Edward Durell Stone presented a large body of his papers to the University of Arkansas Libraries in 1975, three years before his death. In 1979 his widow, Violet Stone, donated a substantial quantity of his professional papers. The collection thoroughly documents the professional and business operations of a major figure in American architecture in the twentieth century.
Illustrations of some of Stone's designs may be seen at Mary Ann Sullivan's Digital Imaging Project.

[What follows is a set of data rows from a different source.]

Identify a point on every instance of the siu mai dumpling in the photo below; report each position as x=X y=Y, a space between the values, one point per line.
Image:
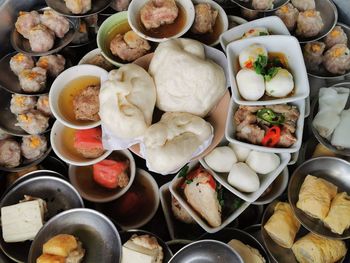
x=316 y=249
x=338 y=218
x=282 y=226
x=315 y=196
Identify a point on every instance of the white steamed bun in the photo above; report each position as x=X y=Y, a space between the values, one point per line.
x=127 y=101
x=221 y=159
x=186 y=81
x=172 y=142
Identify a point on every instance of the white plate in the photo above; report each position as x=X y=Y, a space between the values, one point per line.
x=273 y=24
x=202 y=222
x=287 y=45
x=231 y=130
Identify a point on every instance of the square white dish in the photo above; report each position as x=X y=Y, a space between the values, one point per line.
x=265 y=180
x=230 y=130
x=273 y=24
x=287 y=45
x=174 y=186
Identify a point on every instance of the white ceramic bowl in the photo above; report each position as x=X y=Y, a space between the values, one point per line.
x=273 y=24
x=95 y=193
x=56 y=138
x=265 y=180
x=174 y=186
x=231 y=130
x=60 y=83
x=134 y=13
x=287 y=45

The two accessions comprise professional and personal correspondence, memoranda, plans, drawings, models, blueprints, field diaries, construction logs, specifications, contracts, speeches, photographic prints and slides, financial and legal records, and other original unpublished materials documenting Stone's life and career. An estimated twenty-two thousand drawings range from hastily-drawn conceptual sketches on note paper to finished presentation renderings. Approximately four hundred projects are documented in the collection.
Stone regularly corresponded with many cultural figures of his time. The collection includes correspondence with architects Walter Gropius, Marcel Breuer, the Saarinens, Buckminster Fuller, Philip Johnson, Mr. and Mrs. Frank Lloyd Wright, and others; the sculptors Alexander Calder and Isamu Noguchi; interior designer Donald Deskey; Henry R. Luce and Clare Boothe Luce, William Paley, Salvador Dali, Dwight D. Eisenhower, Nelson Rockefeller, and other notables.

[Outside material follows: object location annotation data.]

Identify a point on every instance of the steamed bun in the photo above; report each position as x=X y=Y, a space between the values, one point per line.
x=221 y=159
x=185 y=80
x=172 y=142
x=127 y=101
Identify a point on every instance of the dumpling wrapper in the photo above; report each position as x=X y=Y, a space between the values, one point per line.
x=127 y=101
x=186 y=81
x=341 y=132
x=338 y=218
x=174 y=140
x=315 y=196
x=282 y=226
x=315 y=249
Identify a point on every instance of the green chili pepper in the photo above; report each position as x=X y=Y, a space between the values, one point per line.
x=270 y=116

The Stone firm maintained extensive files of the publicity generated by their projects, daily itineraries, manuscript drafts of Stone's writings, and transactions with publishers. The financial records detail the workings of a major architectural firm of the twentieth century. They cover the period from 1945, when Stone resumed his practice after World War II, until 1974, when he retired from active participation in the management of the firm.

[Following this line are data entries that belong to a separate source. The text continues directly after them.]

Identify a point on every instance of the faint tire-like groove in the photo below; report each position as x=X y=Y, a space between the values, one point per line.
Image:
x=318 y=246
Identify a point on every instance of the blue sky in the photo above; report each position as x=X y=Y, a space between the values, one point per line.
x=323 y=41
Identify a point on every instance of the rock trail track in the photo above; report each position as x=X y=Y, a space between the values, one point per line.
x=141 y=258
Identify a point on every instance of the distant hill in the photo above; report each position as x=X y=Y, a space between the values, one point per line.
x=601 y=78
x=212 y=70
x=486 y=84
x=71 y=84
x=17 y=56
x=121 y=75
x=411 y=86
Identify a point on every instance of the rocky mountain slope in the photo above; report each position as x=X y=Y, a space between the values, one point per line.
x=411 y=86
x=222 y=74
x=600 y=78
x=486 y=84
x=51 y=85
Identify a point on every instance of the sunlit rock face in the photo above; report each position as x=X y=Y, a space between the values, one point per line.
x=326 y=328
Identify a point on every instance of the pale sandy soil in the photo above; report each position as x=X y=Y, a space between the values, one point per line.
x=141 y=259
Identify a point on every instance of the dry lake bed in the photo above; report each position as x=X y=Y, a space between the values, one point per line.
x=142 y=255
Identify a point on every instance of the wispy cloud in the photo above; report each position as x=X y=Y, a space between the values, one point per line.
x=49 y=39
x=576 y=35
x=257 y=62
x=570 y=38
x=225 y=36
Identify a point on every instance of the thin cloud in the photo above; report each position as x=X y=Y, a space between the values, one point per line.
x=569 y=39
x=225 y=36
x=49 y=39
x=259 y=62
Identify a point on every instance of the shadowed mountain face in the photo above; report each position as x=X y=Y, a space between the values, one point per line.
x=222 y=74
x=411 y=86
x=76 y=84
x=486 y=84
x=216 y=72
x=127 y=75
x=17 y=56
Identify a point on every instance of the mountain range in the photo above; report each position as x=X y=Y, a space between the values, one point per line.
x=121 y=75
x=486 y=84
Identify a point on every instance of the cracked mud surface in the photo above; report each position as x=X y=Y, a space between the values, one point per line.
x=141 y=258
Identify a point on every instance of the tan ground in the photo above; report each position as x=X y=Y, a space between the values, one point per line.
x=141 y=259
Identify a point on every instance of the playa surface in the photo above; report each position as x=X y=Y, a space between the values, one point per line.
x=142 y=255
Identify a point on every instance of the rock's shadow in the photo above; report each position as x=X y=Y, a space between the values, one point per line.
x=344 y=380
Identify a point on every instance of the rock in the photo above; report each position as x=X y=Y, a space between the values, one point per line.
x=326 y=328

CONTENTS OF THE COLLECTION
The Stone papers were received in two increments and processed as two separate collections. Consequently, they are described in two finding aids. A Project Index combines project-related materials found in either or both parts of the collection in a single alphabetical list.
The first accession, MS St71/236/Stone, is described in a detailed finding aid available in the Special Collections reading room. An abridgement of the paper finding aid is on line.
The second accession, MC 340, is described in a detailed finding aid available in the Special Collections reading room and on line.
The first accession was processed by Betty Austin. The second accession was processed by Georgia Ann Kunze, who also created the Project Index.